No, I mean that if we decide to "un-scale" the filtered.all data in the waveform renderers, we need to change all of them. Unless we decide we can remove all of them :-)

Swiftb0y commented 9 months ago

yup, eventually I'd be nice to remove them. IMO since we declared them as legacy anyways, I'd propose to ignore them (feature-wise) and only work on the non-legacy ones.

Fyi, this discussion also reminds me of #11833. Maybe a more general waveform-data preprocessing facility is in order anyways...

Swiftb0y commented 9 months ago

is this resolved by #12466?

fwcd commented 9 months ago

It hasn't made its way to main yet, so I'm afraid my build isn't new enough to tell 😄 Hopefully I'll find some time to build 2.4 soon...

m0dB commented 9 months ago

Yes.
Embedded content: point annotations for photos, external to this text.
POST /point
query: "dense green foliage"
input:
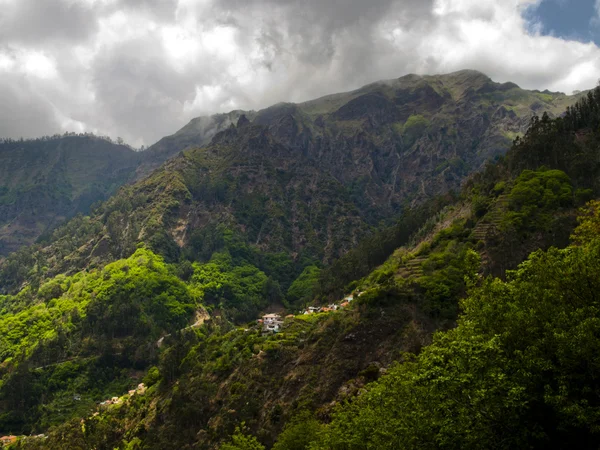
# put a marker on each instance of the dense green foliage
(44, 181)
(520, 370)
(79, 332)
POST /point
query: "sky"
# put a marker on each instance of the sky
(141, 69)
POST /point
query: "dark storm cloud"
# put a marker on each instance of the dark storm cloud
(141, 69)
(20, 108)
(39, 21)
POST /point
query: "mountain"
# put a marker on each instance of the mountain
(511, 354)
(385, 144)
(43, 182)
(162, 284)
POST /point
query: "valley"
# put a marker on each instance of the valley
(450, 221)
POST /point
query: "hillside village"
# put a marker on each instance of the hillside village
(273, 322)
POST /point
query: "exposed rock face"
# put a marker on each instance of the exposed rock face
(317, 174)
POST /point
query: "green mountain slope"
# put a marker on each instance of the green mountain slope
(247, 224)
(520, 369)
(45, 181)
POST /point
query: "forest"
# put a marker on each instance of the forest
(477, 324)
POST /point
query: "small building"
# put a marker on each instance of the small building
(7, 440)
(272, 323)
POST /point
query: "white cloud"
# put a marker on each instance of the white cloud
(142, 69)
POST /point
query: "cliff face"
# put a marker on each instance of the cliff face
(314, 175)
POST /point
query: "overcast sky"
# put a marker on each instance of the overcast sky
(141, 69)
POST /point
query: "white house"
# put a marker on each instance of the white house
(272, 323)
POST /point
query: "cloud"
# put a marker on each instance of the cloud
(141, 69)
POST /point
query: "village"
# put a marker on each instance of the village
(273, 322)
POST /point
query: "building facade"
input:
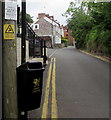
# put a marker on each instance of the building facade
(68, 35)
(48, 29)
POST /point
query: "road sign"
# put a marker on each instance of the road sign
(9, 31)
(11, 9)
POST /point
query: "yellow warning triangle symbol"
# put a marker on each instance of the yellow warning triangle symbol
(9, 29)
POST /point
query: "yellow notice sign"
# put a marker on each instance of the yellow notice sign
(9, 31)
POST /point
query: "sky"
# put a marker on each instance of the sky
(52, 7)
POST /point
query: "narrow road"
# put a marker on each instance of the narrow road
(76, 86)
(82, 84)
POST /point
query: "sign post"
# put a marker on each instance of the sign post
(9, 59)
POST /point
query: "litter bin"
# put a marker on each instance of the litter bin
(29, 85)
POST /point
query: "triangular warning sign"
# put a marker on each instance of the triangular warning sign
(9, 29)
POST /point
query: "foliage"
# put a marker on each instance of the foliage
(28, 18)
(64, 40)
(91, 26)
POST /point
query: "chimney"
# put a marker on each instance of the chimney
(41, 15)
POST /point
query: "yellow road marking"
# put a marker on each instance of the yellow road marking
(45, 104)
(54, 101)
(99, 57)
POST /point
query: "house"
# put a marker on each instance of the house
(68, 35)
(48, 29)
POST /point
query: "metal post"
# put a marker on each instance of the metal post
(0, 61)
(45, 57)
(23, 32)
(9, 61)
(41, 48)
(34, 45)
(23, 114)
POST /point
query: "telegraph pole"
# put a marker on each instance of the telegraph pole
(9, 59)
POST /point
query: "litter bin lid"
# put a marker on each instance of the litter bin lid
(31, 65)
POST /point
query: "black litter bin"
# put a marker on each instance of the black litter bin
(29, 85)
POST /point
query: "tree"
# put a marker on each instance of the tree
(28, 18)
(91, 26)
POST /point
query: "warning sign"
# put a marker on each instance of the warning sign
(9, 31)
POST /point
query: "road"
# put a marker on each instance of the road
(81, 85)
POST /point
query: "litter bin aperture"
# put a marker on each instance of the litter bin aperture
(29, 85)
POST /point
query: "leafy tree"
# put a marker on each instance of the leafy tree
(91, 26)
(28, 18)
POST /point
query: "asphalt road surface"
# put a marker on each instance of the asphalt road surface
(82, 84)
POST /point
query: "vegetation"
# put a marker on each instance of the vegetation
(28, 18)
(64, 40)
(91, 26)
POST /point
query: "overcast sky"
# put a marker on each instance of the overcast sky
(51, 7)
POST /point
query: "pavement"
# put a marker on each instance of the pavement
(37, 112)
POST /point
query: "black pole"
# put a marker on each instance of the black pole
(34, 45)
(41, 48)
(23, 31)
(23, 114)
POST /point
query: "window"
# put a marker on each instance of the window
(36, 26)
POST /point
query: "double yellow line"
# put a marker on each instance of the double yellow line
(51, 74)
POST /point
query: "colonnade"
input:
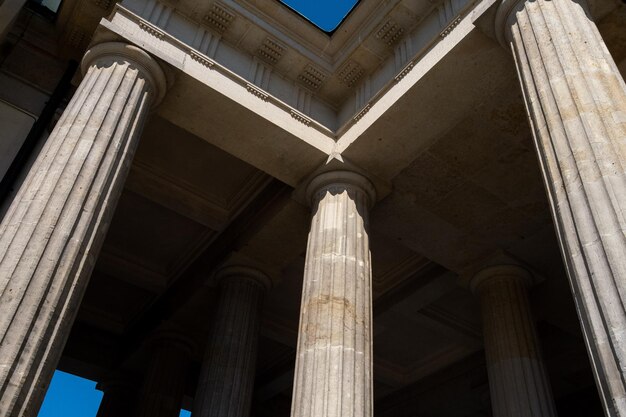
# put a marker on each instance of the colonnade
(51, 235)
Fixed.

fwcd commented 9 months ago

Sorry for being so nitpicky here... the scaling is fixed, but the new waveforms still lack a fair bit of detail. Compare GLSL:

Screenshot 2024-01-03 at 04 10 02

to GLSL (legacy):

Screenshot 2024-01-03 at 04 09 51

The peaks feel a fair bit more accentuated. I remember seeing something about scaling frequency bands differently, perhaps that is somehow related?

(Though this should probably be tracked in a separate issue, since the overall visual gain is fixed)
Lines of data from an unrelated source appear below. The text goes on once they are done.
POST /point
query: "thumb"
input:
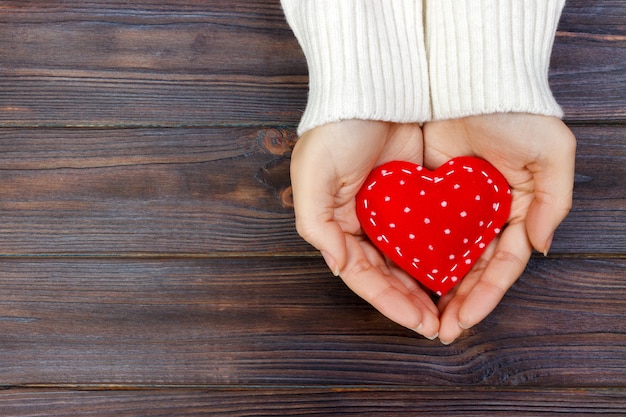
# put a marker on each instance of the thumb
(554, 183)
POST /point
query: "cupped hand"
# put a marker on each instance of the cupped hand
(328, 166)
(536, 155)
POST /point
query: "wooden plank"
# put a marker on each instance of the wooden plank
(201, 191)
(287, 321)
(120, 191)
(211, 62)
(315, 402)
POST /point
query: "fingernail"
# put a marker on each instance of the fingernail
(548, 245)
(332, 264)
(418, 329)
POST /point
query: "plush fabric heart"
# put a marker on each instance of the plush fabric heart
(434, 224)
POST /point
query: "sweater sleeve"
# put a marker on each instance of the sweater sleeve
(488, 56)
(366, 59)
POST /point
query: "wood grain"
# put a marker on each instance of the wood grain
(376, 401)
(287, 321)
(218, 190)
(172, 64)
(148, 259)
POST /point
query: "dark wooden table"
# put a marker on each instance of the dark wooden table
(148, 259)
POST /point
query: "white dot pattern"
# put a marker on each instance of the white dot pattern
(434, 225)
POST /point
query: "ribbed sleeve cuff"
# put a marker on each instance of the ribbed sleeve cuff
(488, 56)
(366, 60)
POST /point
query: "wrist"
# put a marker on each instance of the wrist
(490, 56)
(366, 60)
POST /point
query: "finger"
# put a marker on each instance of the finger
(554, 182)
(509, 260)
(366, 274)
(314, 206)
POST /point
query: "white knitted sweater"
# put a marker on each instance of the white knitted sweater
(421, 60)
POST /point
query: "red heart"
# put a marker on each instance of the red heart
(434, 224)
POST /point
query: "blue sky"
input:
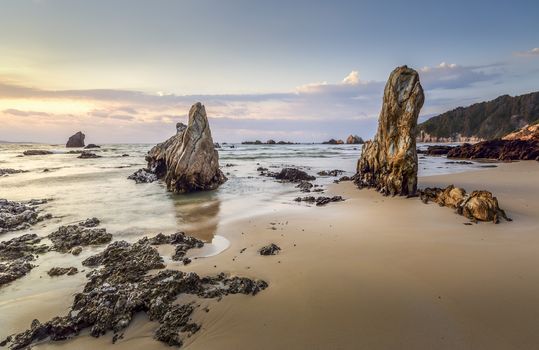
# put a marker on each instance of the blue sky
(126, 71)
mxmilkiib commented 9 months ago

8406 and #8367 are related, no?

Also, why does changing ReplayGain setting levels not change waveform heights?

Thirdly; I think I mentioned in Zulip maybe previously, but it's hard to tell when a track is clipping past it's own 0dB, or whether is or will clip past the channels 0dB, aka redline, given the current gain(s), or if the waveform calculation is so broken as to chop the top off (as has been discovered and fixed, to a hopefully large degree, though the comment directly prior shows there is still some kind of discrepancy). Imho, because there is no visual 0dB delimitation (for track, or channel, or main gain, or I guess ReplayGain also); it just disappears into black. Displaying in advance when the waveform at the current gain(s) would redline the channel could be done with, say, a red line at top and bottom at those points, but that certainly deserves a separate issue - I'm just musing here because there appears a conflux of multiple things that have been making it really confusing to understand what is literally happening to the signal, and so much ambiguity added together is, to me, fairly scary.